Take all this a few hefty grains of salt, I'm an amateur in the field. My 3d/CAD work is strictly in support of my enterprise stuff. And making wicked battlemaps for gaming VTTs, natch.
But I will stand by the overarching statement that polygons are in fact an abstraction, and bridging that abstraction with whatever is in splats would be wicked awesome.
If you can sample points inside a volume, in theory you could do that with splat geometry. If someone figures out a way to pass in animation time to a sampler, sample along geometry/wireframe or something else, and keep it from overly twinkling it might change everything.
I’m hand waving all the complexity into “if done one figures out”, of course.
I just don’t see why this method can’t evolve in the way diffusion models have evolved (knowing very little of the geberative mechanics of splats).
Not sure that's what you mean, but there was recently a paper where they put meshless (e.g. voxel or SDF) geometry in an animated tetrahedral mesh "cage" and then animate the meshless model by animating the mesh cage:
https://diglib.eg.org/server/api/core/bitstreams/bd94e19b-98...

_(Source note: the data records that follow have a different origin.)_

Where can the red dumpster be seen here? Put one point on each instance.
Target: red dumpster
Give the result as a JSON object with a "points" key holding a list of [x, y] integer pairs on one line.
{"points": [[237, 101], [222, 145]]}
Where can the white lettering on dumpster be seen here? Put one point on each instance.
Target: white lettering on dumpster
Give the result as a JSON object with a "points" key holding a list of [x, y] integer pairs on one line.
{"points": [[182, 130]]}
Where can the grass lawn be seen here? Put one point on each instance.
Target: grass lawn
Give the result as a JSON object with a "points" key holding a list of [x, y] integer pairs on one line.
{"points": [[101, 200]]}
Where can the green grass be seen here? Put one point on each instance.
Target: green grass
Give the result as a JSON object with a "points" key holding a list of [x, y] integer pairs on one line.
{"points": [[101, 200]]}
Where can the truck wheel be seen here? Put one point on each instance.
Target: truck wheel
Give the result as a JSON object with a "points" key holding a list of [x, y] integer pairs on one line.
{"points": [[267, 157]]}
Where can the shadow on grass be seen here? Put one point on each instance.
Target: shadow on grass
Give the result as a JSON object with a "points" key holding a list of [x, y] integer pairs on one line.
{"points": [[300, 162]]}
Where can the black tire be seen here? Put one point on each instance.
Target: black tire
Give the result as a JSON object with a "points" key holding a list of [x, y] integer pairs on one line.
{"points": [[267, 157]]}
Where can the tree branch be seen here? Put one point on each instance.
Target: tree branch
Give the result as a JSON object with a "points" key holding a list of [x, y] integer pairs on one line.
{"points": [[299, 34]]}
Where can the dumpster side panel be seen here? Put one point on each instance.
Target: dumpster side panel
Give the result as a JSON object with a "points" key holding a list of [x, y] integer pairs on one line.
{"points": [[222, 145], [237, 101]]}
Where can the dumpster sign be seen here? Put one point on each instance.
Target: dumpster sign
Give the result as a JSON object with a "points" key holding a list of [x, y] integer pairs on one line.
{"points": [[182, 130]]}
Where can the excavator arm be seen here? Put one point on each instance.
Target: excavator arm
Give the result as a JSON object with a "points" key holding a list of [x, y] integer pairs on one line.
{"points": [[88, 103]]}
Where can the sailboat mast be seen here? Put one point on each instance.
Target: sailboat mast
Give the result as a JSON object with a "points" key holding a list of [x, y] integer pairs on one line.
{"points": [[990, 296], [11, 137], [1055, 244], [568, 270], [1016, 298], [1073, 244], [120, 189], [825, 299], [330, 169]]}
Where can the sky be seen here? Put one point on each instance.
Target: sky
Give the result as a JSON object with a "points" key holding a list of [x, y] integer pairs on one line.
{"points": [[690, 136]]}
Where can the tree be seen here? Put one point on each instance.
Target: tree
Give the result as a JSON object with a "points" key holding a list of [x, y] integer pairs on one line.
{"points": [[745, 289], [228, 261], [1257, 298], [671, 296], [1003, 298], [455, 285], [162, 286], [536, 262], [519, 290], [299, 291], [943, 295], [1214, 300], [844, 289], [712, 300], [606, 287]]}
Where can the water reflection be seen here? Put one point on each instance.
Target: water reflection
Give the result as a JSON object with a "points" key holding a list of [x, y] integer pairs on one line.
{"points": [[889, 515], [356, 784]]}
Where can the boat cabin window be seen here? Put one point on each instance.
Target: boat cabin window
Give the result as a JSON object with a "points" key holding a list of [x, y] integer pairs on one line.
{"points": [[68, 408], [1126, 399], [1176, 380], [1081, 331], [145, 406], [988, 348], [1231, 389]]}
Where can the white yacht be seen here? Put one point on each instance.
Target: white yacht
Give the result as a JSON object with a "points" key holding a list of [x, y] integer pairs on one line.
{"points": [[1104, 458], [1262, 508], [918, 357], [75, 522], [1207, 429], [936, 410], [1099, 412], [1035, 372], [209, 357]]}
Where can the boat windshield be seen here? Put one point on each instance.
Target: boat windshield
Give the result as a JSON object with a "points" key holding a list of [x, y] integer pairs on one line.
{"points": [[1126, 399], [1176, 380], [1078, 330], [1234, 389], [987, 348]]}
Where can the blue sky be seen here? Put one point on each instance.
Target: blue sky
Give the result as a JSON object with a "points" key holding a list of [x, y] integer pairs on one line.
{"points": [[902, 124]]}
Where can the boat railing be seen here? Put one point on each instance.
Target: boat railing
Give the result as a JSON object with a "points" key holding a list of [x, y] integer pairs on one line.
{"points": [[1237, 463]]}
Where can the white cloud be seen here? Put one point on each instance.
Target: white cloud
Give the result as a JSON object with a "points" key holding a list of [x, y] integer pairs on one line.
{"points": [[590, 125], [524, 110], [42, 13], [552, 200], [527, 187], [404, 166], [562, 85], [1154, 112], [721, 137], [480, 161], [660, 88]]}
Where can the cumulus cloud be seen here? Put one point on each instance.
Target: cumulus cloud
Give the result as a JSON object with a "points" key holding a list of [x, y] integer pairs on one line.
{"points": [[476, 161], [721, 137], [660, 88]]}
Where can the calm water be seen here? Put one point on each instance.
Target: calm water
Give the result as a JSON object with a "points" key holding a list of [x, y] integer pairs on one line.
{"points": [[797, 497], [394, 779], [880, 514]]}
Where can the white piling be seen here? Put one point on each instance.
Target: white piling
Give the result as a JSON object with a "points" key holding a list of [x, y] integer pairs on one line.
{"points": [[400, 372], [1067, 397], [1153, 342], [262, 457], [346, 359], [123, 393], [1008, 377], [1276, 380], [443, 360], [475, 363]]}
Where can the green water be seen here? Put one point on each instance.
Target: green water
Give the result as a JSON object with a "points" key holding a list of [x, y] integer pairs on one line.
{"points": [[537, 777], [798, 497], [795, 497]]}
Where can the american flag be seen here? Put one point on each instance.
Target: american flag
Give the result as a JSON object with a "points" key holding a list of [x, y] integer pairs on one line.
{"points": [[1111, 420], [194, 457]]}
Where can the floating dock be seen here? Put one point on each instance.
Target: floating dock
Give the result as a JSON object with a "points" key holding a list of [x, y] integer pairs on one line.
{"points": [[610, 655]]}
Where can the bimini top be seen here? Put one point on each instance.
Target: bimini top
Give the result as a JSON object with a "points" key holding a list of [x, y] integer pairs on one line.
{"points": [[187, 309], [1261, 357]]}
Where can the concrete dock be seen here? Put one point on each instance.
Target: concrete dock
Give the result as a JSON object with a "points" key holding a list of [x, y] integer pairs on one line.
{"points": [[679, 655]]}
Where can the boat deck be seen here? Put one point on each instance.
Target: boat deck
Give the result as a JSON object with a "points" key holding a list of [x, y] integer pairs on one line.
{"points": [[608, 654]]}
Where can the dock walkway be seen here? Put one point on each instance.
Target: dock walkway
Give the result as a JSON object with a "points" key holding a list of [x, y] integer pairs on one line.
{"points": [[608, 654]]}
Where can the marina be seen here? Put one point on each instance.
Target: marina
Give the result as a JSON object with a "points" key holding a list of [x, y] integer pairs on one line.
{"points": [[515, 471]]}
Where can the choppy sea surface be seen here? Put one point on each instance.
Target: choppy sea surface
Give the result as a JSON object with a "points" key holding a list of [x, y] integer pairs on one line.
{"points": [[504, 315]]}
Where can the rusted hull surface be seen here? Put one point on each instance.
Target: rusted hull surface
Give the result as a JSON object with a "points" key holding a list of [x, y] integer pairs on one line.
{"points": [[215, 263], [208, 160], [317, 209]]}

https://youtube.com/watch?v=6lKAvxV2mno
https://youtube.com/watch?v=3c3-ue-fd88
Though this currently isn't compatible with 3DGS if I understand the limitations section correctly.
> Finally, our method operates unordered, limiting its suitability for complex volumetric effects. However, a potential solution lies in sorting the generated intervals for proper blending. This enhancement could improve our approach’s compatibility with various meshless representations, such as radiance fields and volumetric lighting.